Miba-Boss Mitterbauer: "Diesel sind sauberer als Elektroautos"

Miba-Vorstandschef F. Peter Mitterbauer

Miba-Vorstandschef F. Peter Mitterbauer

F. Peter Mitterbauer, Vorstandsvorsitzender von Miba, erklärt die Tragweite der von der Politik ausgelösten Diesel-Diskussion für viele heimische Industriebetriebe und was es bei Elektroautos für die Umwelt zu bedenken gilt.

Die Politik sollte immer die gesamte Tragweite von Vorschlägen bedenken. Es geht bei der Diskussion rund um den Diesel auch um zigtausende Arbeitsplätze, denn Österreich hat sich zu dem europäischen Diesel-Kompetenzstandort entwickelt. Man denke nur an Betriebe wie BMW Steyr, AVL List, Bosch Diesel Systems oder GE Jenbacher.

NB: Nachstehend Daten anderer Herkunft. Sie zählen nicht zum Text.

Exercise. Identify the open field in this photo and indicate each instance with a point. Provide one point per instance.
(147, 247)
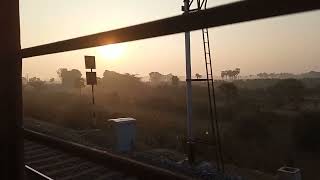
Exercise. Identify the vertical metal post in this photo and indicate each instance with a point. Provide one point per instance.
(93, 102)
(190, 139)
(11, 148)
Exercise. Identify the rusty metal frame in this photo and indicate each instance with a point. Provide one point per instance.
(237, 12)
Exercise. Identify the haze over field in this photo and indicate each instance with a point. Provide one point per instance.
(283, 44)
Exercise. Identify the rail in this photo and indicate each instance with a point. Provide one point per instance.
(139, 169)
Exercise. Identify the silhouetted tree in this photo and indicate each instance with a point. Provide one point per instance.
(175, 80)
(155, 77)
(230, 92)
(36, 83)
(198, 76)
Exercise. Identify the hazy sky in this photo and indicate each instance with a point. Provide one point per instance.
(282, 44)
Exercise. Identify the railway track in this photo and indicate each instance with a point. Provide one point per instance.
(49, 158)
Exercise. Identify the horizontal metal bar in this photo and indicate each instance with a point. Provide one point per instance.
(241, 11)
(199, 79)
(33, 174)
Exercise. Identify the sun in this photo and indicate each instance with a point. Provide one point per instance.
(111, 52)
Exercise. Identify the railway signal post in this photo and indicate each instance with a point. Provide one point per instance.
(91, 80)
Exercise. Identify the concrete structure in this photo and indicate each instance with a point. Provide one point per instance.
(124, 133)
(289, 173)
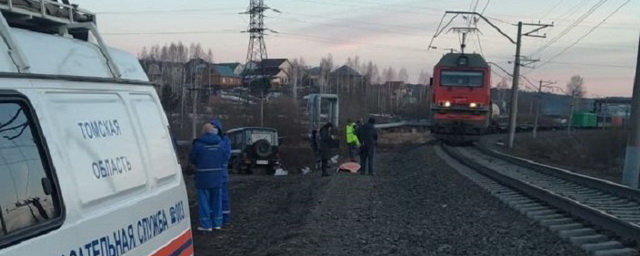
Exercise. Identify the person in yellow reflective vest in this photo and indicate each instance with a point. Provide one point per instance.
(352, 140)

Alle diese Unternehmen investieren stark in die Entwicklung von effizienteren und saubereren Dieselmotoren. In den vergangenen Jahren ist sehr viel erreicht worden, denn eine Weiterentwicklung der Dieselmotoren trägt wesentlich zur CO2 -Reduktion und damit zu einer besseren Umwelt bei. Wir als Miba unterstützen unsere Kunden und arbeiten gemeinsam mit ihnen intensiv daran, den Dieselmotor noch umweltfreundlicher zu machen.

Ökologischer Fußabdruck

Man muss auch immer den gesamten ökologischen Fußabdruck einer Technologie betrachten. Ein erheblicher Teil des für das Laden der Elektroautos benötigten Stroms kommt in Europa derzeit aus CO2 -intensiven Quellen wie Braunkohle-Kraftwerken. Der ökologische Gesamt-Fußabdruck ist daher meist schlechter als beim Diesel. Bevor nicht der Strom in den europäischen Netzen zu einem viel stärkeren Teil aus umweltfreundlicher Produktion kommt, schadet ein Verdrängen des Diesels zugunsten der Elektromobilität der Umwelt eher als es ihr nutzt. Der heutige Elektromotor ist durch den Strommix daher noch schmutziger als ein neuer Verbrennungskraftmotor.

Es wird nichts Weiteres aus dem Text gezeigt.